Dutchesss · 31/07/2020 23:09

YANBU
To have one thing to look forward to through all of this mess and then have that taken away at the last moment would make a lot of adults upset, let alone a teenager. Taking care of our mental health is important.

I don't know why people are confused about the amount of food, I could easily spend £100 plus on just food for a special occasion when one other household comes to visit. And yes I could eat my £20 worth of cake all to myself but that doesn't mean I'd be happy about it.Wink

PinkiOcelot · 31/07/2020 23:09

Do you think they’ve just done it for shits and giggles?!

MaxNormal · 31/07/2020 23:09

Allywill you do realise that Ramadam fell during the lockdown this year?

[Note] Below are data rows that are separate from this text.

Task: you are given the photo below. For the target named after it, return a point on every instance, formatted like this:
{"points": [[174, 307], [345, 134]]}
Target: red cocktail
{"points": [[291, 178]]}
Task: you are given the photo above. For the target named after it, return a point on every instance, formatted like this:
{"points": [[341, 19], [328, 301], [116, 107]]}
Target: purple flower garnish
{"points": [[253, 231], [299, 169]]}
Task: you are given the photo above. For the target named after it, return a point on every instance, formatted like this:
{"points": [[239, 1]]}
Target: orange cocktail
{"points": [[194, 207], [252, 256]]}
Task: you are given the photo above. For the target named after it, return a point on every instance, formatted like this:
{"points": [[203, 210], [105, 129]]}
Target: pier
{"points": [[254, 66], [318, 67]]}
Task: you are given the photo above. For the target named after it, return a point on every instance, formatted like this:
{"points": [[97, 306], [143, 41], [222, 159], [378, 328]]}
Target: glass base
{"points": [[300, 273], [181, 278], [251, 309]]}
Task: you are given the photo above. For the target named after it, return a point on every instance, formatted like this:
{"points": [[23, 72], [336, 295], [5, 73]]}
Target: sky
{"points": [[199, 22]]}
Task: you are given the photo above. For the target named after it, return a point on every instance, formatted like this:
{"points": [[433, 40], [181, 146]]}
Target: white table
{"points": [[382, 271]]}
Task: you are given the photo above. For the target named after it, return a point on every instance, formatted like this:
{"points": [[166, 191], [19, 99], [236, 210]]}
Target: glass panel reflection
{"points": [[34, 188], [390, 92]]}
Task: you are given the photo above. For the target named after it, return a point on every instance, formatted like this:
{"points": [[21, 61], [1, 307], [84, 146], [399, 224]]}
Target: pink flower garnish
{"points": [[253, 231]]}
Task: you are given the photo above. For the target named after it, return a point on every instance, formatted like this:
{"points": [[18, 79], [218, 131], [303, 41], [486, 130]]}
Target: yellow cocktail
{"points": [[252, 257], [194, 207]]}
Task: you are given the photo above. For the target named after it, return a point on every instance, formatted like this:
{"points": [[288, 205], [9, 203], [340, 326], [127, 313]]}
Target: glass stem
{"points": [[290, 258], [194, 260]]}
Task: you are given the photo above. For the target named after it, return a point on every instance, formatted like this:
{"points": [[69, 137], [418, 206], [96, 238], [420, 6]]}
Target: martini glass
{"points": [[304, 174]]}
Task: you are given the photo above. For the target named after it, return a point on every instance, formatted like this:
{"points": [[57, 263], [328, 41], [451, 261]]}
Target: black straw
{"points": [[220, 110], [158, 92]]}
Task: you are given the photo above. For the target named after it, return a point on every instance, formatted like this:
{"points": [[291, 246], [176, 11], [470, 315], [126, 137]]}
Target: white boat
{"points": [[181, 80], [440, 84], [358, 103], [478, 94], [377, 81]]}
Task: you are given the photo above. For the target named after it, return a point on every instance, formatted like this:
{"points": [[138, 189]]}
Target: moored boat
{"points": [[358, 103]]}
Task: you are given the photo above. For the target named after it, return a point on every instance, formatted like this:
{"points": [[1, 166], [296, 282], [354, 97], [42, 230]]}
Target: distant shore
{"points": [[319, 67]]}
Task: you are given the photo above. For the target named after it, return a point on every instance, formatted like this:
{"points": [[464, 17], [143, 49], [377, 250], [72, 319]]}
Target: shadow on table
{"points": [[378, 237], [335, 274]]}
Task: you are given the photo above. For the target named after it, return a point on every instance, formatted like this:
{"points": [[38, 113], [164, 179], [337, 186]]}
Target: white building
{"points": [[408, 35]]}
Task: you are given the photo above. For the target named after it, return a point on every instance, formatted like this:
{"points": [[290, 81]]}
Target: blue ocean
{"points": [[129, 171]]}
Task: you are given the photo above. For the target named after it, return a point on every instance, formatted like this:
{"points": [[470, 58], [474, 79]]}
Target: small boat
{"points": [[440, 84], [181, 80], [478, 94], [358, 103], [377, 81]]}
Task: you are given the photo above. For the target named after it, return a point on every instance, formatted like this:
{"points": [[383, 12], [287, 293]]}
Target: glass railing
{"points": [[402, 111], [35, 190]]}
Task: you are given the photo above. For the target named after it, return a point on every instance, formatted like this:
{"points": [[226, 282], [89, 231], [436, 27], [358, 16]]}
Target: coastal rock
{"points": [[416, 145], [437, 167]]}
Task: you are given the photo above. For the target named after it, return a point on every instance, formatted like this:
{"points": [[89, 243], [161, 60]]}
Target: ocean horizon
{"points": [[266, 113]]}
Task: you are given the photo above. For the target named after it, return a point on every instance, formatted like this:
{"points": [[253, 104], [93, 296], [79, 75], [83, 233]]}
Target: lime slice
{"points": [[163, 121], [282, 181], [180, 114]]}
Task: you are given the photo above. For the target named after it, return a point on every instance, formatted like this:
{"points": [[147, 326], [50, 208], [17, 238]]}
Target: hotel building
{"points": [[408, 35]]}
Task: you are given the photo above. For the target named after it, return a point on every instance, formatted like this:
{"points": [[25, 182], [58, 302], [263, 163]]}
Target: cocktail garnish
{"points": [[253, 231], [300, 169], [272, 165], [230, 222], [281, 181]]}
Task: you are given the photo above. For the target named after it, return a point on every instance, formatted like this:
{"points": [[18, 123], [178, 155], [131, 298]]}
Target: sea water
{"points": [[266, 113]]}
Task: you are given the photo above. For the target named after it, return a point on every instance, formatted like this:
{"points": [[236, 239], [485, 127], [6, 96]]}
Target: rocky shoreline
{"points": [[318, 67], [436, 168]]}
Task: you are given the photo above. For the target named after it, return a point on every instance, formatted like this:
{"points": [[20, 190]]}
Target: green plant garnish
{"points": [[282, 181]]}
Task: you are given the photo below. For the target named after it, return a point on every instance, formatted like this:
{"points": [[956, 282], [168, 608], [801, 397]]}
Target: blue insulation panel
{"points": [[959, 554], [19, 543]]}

YewHedge · 31/07/2020 23:13

It's really difficult OP but it has probably saved a lot of lives in the community.

Originalyellowbelly · 31/07/2020 23:14

MaxNormal we have all been disappointed by this pandemic, I have been indoors since the start of March, I have missed birthdays, birth of grandchildren and not seen family for months, I haven't bought any new clothes or had a haircut. Life is not fair but we are all in this together and we must all take measures to keep each other safe, it doesn't do any good to come on here and complain about something that is affecting everyone in the world.

StarUtopia · 31/07/2020 23:15

Well you weren't able to meet up and party anyway?!!! Or you should n't have been.

I missed Easter. Same thing.

Allywill · 31/07/2020 23:16

I do yes. Lockdown changed the way we did many things and it is not wrong to feel sad about missing the “normal” way we would have celebrated either Eid, Easter or even graduations or whatever.

MaxNormal · 31/07/2020 23:17

Originalyellowbelly why shouldn't people be able to vent? This has been really hard on people's mental health for various reasons and bottling it up isn't good.

And honestly, it doesn't feel like we're all in it together. Some people have been massively disproportionately affected compared to others, and saying we're all in it together actually just sticks the knife in.